Ah, benar. Jika dipikir-pikir, kenapa Emilia bisa seberuntung ini mendapatkan Alvaro sebagai kekasih, sementara siswi yang fisiknya jauh lebih sempurna dari Emilia rela mengantri demi bisa bersanding dengan Alvaro.
Belum sempat Emilia memberi jawaban, Alvaro sudah tergelak. Cowok itu meraih wajah Emilia dan mencubiti pipinya pelan.
“Kamu ini, ya. Padahal mumpung nggak ada ekskul biar bisa pulang lebih cepat, malah nungguin.
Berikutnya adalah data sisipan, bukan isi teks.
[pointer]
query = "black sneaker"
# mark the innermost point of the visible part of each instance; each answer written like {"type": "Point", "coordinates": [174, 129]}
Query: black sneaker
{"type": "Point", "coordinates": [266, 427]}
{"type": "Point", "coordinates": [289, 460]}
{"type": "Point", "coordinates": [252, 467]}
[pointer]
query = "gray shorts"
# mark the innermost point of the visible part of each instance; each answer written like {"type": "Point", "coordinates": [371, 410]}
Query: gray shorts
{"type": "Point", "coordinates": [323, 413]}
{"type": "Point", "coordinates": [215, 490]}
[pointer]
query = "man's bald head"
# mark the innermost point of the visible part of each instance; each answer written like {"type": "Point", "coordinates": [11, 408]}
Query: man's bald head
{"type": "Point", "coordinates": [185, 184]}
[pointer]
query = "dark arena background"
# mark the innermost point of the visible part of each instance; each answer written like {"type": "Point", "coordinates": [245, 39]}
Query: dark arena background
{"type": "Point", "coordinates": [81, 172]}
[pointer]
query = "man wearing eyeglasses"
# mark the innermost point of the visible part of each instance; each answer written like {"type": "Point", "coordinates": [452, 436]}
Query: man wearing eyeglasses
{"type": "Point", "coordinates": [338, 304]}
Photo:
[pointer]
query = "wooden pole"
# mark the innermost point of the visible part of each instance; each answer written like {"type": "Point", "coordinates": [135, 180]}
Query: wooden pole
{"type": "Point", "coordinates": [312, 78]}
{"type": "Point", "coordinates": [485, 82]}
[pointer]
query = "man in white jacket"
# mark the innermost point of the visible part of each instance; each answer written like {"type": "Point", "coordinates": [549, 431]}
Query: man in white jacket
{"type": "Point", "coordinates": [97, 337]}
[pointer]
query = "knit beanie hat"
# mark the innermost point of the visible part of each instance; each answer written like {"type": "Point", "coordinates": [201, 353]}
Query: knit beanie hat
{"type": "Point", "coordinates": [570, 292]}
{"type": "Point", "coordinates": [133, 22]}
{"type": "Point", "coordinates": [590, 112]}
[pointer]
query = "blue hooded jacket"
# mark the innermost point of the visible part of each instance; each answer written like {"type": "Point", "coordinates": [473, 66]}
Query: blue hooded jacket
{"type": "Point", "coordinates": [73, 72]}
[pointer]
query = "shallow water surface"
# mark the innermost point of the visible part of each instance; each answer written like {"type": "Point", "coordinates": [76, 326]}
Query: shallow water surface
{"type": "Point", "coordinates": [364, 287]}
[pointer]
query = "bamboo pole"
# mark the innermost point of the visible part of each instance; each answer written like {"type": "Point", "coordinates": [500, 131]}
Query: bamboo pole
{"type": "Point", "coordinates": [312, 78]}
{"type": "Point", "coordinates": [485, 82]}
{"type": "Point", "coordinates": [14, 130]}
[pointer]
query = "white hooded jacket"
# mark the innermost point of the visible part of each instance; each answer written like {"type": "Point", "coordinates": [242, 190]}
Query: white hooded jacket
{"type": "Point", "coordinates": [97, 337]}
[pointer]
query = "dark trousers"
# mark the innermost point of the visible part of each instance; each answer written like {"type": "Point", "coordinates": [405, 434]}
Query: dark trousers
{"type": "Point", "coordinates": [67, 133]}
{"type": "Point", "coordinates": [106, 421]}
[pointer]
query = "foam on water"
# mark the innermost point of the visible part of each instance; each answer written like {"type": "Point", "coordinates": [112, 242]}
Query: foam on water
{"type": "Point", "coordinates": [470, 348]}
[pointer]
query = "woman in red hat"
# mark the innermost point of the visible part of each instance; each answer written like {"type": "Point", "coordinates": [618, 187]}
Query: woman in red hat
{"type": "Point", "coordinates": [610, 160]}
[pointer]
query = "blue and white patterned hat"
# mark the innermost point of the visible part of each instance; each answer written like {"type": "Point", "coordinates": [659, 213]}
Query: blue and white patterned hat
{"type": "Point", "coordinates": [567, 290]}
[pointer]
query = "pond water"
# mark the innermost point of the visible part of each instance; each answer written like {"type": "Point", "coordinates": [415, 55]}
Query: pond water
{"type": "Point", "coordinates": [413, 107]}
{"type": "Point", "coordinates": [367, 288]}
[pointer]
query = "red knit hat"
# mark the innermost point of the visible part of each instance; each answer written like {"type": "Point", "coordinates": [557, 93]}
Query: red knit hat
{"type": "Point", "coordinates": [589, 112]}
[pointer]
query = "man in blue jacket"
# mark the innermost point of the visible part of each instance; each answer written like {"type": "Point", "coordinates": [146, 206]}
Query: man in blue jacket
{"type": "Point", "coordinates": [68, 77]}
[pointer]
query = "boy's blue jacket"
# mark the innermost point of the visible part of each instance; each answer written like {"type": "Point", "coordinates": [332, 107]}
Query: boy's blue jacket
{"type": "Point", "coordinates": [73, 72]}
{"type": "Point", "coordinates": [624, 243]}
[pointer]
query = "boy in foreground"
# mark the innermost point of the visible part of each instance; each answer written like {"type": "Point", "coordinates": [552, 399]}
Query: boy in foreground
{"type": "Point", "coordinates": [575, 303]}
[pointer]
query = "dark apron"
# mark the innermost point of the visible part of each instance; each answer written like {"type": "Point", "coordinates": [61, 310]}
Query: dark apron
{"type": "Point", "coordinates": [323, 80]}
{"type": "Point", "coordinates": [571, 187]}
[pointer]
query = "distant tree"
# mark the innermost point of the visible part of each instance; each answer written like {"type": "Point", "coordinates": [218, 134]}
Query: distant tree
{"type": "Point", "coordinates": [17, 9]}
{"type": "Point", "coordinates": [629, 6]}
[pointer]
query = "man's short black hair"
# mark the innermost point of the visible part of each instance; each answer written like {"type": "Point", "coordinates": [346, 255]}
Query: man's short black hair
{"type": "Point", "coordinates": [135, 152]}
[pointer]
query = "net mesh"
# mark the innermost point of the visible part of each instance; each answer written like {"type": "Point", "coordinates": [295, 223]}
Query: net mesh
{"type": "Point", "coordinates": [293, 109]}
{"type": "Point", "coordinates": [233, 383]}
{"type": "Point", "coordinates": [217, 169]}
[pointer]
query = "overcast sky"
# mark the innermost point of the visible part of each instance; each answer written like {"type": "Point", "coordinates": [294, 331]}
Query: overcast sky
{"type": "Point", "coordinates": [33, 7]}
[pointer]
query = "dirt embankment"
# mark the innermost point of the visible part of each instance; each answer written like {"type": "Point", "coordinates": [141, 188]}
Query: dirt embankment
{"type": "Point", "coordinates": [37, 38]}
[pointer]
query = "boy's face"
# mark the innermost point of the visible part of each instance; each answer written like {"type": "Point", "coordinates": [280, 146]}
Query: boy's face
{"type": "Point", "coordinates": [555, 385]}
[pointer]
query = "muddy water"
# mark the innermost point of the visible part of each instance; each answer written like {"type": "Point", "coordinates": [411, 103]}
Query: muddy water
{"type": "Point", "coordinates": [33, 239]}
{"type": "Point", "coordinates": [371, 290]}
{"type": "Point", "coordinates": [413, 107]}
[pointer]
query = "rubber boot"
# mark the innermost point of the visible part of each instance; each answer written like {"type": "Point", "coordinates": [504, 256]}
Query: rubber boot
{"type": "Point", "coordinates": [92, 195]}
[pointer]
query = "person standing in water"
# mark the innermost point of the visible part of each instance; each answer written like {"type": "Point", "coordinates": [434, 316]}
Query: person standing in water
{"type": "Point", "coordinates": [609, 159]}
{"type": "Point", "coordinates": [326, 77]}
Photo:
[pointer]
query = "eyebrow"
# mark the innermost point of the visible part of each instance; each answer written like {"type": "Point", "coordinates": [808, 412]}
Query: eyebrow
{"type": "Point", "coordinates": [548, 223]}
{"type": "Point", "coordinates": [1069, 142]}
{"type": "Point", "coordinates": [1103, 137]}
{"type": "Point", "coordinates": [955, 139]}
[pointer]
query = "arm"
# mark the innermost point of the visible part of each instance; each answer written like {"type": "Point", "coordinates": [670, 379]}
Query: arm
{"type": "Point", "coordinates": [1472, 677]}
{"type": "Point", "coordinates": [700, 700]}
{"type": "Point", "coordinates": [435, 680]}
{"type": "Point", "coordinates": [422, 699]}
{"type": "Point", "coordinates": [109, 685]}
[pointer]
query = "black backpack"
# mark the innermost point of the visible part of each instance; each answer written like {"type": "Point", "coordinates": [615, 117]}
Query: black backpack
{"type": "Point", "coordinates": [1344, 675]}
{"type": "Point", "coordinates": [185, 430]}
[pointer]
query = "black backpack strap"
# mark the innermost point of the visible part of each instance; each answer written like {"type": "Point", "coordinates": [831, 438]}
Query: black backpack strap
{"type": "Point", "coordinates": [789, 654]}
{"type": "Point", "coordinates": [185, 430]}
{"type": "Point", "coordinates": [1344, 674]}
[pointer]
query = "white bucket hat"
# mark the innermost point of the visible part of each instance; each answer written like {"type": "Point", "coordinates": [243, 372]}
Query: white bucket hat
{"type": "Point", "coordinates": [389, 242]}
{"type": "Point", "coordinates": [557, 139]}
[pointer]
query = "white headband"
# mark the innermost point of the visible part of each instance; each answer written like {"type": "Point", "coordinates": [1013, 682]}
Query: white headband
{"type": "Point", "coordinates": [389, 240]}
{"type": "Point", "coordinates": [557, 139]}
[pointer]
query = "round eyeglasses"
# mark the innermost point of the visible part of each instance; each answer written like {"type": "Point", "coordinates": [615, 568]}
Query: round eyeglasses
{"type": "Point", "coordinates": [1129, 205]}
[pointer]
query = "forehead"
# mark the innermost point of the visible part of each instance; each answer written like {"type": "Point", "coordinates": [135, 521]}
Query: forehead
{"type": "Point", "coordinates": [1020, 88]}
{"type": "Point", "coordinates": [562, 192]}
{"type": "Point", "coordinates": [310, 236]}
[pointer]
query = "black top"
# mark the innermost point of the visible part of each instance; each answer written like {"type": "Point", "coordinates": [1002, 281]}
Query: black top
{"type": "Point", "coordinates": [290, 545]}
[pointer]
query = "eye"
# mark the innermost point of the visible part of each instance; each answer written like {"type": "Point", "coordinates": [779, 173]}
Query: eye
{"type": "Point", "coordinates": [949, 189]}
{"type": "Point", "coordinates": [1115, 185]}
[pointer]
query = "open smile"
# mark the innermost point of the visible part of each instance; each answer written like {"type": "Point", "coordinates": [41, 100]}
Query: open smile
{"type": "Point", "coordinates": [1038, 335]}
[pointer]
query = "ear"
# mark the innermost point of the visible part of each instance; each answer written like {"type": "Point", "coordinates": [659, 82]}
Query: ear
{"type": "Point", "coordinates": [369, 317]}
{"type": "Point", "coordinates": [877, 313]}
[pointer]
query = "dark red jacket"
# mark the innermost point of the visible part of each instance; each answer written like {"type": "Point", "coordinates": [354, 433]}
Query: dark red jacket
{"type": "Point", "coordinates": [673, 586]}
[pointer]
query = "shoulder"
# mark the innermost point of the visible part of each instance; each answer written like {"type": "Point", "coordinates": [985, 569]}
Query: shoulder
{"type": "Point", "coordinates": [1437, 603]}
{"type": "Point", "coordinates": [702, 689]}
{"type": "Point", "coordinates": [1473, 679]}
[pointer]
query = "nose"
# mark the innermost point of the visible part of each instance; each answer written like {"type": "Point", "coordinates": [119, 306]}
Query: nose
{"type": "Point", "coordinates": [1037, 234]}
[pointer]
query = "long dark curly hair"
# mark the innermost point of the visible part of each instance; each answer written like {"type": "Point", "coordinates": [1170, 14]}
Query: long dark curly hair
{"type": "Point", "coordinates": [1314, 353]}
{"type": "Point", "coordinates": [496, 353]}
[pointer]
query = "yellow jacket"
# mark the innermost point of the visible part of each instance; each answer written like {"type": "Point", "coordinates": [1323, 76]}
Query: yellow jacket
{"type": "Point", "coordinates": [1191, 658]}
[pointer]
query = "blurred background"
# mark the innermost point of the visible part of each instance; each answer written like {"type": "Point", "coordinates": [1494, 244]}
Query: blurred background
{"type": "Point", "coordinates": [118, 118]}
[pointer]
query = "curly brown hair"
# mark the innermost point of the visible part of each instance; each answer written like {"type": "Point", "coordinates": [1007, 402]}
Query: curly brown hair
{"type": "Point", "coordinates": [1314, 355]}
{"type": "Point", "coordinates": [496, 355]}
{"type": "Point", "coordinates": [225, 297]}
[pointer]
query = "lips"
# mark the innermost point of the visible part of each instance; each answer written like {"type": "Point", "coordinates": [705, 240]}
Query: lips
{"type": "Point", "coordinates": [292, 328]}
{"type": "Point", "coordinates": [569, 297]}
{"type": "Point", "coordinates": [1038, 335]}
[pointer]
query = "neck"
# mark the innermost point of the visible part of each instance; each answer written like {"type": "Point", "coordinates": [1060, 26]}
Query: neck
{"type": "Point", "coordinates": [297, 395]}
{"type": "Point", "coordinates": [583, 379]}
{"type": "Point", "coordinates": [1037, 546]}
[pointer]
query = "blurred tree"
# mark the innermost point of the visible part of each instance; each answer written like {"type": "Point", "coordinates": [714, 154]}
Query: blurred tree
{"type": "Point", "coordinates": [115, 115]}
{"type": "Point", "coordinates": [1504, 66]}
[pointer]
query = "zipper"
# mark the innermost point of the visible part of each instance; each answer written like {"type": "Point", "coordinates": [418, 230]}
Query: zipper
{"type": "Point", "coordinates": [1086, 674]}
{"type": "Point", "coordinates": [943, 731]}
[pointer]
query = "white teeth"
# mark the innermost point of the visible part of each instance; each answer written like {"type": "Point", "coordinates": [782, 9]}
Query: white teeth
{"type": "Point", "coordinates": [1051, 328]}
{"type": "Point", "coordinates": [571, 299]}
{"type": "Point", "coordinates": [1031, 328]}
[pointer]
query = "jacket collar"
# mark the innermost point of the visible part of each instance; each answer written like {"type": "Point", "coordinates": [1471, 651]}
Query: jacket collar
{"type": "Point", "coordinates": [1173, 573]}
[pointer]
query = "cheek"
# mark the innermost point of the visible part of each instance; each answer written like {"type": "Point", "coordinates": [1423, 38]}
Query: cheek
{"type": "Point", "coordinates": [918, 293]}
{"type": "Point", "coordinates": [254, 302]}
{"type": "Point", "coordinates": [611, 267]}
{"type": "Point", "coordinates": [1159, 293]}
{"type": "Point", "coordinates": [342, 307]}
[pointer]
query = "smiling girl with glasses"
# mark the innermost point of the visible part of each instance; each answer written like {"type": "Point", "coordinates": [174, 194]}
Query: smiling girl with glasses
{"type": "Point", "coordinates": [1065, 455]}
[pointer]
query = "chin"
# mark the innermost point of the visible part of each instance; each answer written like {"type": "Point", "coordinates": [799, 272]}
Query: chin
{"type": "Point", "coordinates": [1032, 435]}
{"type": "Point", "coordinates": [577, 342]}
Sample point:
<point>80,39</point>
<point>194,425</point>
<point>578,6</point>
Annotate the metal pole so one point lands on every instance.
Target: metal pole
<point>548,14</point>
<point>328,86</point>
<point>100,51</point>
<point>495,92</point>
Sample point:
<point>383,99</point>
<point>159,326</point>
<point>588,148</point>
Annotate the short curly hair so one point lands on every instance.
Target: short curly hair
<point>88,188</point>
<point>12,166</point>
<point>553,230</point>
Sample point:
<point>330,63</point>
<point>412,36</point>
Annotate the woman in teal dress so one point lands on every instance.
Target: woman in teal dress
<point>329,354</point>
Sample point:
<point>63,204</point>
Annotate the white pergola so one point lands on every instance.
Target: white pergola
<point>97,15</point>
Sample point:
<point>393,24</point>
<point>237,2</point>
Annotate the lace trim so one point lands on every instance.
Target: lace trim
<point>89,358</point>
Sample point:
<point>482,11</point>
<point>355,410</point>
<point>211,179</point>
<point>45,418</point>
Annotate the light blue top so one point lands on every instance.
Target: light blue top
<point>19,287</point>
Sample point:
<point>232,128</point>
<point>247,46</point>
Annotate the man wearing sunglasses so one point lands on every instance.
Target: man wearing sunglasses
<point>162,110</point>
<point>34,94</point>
Bikin gemas banget, sih.”
Emilia terkekeh, lantas mengulum senyum. Alvaro selalu tahu isi hatinya.
“Ya udah. Kubantuin. Biar cepat kelar.” Alvaro beringsut ke seberang Emilia.
“Bukannya lagi basket?” Emilia melihat Alvaro mulai mengangkat kursi dan meletakkannya di meja. Meski Alvaro pernah menjadi anggota ekskul film, tapi di saat tak ada jadwal, ia biasanya mengisi waktu dengan bermain basket bersama teman-temannya. Emilia tahu Alvaro melakukannya tadi sebelum datang kemari, karena pacarnya itu memang sudah memberitahu terlebih dahulu.
“Udah beres.”
Alvaro tak bicara apa pun lagi. Kedua tangannya gesit memindahkan kursi, membuat proses yang Emilia lakukan dengan lambat tadi, kini berkali lipat lebih cepat. Tanpa sadar, Alvaro sudah nyaris tiba di bangku terakhir. Emilia lekas beralih mengambil sapu, melanjutkan pekerjaannya.
Alvaro bergerak ke area depan, membersihkan sepasang papan tulis yang masih kotor oleh rumus Matematika sebagai pelajaran terakhir di kelas Emilia. Begitu tuntas, ia merapikan meja guru dengan cekatan. Gerakan Emilia terputus. Perhatiannya jatuh pada Alvaro. Batinnya menghangat. Dilakukan berdua seperti ini, pekerjaan itu terasa lebih ringan. Mereka adalah kombo yang saling melengkapi, tanpa perlu menginstruksi hal-hal yang mesti dikerjakan.
Kebersamaan mereka pas adanya. Emilia tak mampu membayangkan, jika kelak mereka harus berjalan sendiri-sendiri.